Vaiṣṇava, adanan kişi bu koşullanmış ruhlara karşı çok merhametli olandır. Kṛpā-sindhubhya eva ca. Kṛpā merhamet anlamına gelir ve sindhu da okyanus demektir. Bir adanan merhamet okyanusudur. Merhameti dağıtmak ister.
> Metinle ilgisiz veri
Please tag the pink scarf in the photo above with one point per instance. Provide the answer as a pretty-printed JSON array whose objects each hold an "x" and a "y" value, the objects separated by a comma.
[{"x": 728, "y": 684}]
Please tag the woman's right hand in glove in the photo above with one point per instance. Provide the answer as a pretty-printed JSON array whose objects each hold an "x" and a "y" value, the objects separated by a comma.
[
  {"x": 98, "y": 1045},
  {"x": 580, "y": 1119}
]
Tıpkı İsa Mesih gibi, o Tanrı bilinçliydi, Kṛṣṇa bilinçli, ama kendince tatmin olmadı. Tanrı bilincini tek başına devam ettirmiş olsaydı, çarmıha gerilmekle karşı karşıya gelmeyecekti. Ama, hayır. Aynı zamanda diğerleriyle de ilgilenmek istedi, diğerleri de Tanrı bilinçli olmalı. Diğerleri de Kṛṣṇa bilinçli olmalı. Kral tarafından - bunu yapması- yasaklanmıştı. Dolayısıyla kendi hayatı pahasına yaptı. Bu bir adananın doğasıdır. Bu nedenle öğretileri yayan adanan, Rab'bın en sevgili adananıdır. Bu Bhagavad-gītā'da ifade edilir. Onlar dışarı gidiyor, öğretileri yayıyorlar, muhalif unsurlarla karşılaşıyorlar. Bazen yeniliyorlar, bazen hayal kırıklığına uğruyorlar, bazen ikna edebiliyorlar, farklı tipte çeşitli insanlar var. Dolayısıyla her adanan o kadar donanımlı değil. Aynı zamanda farklı adanan sınıfları da var. Ama o, "Gitmeli ve Kṛṣṇa bilincini yaymalıyım," çabası Rab'ba yapılacak en iyi hizmettir. Onlar alehyte olanlara karşın insanları benlik idrakinin en yüksek standardına yükseltmeye çalışıyorlar. Dolayısıyla görmüş olan kişi, benlik idraki transında olan kişi boş boş oturamaz. Dışarı çıkmalıdır. O... Tıpkı Rāmānujācārya gibi. Mantrayı alenen beyan etti. Onun manevi öğretmeni dedi ki, bu mantra... Maharishi'nin sizin ülkenize geldiği gibi. Bir takım özel mantra vermek istedi. Eğer o mantranın herhangi bir gücü varsa, neden özel olmalı ki? Şayet mantranın herhangi bir gücü varsa, neden alenen beyan edilmesin ki, böylece herkes mantradan faydalanabilir? Bu gerçek. O kandırmaca, görüyorsunuz? Dolayısıyla burada hiç kandırmaca yöntem yok. Biz bu mahā-mantranın sizi kurtarabileceğini söylüyoruz, alenen dağıtıyoruz, hiç (belirsiz). Bedava, hiçbir bedel olmaksızın. Ama insanlar o kadar budala ki bunu almaya hazır değiller. Maharishi'den sonra, mantranın özlemini çekecekler. Otuz beş dolar öde ve özel bir takım mantra al, görüyorsunuz? Dolayısıyla insanlar kandırılmak istiyor. Ve burada, Hare Kṛṣṇa mantrasını bu insanlar hiçbir bedel olmadan yayıyor, sokakta, parkta, heryerde ilan ediyor, "Haydi, alın." "Ah, bu iyi değil." Bu māyādır, buna yanılsama denir. Bu māyānın büyüsüdür. Ve bir ücretlendirme yaparsanız, blöf yaparsanız, kandırırsanız, oh, insanlar takip edecek.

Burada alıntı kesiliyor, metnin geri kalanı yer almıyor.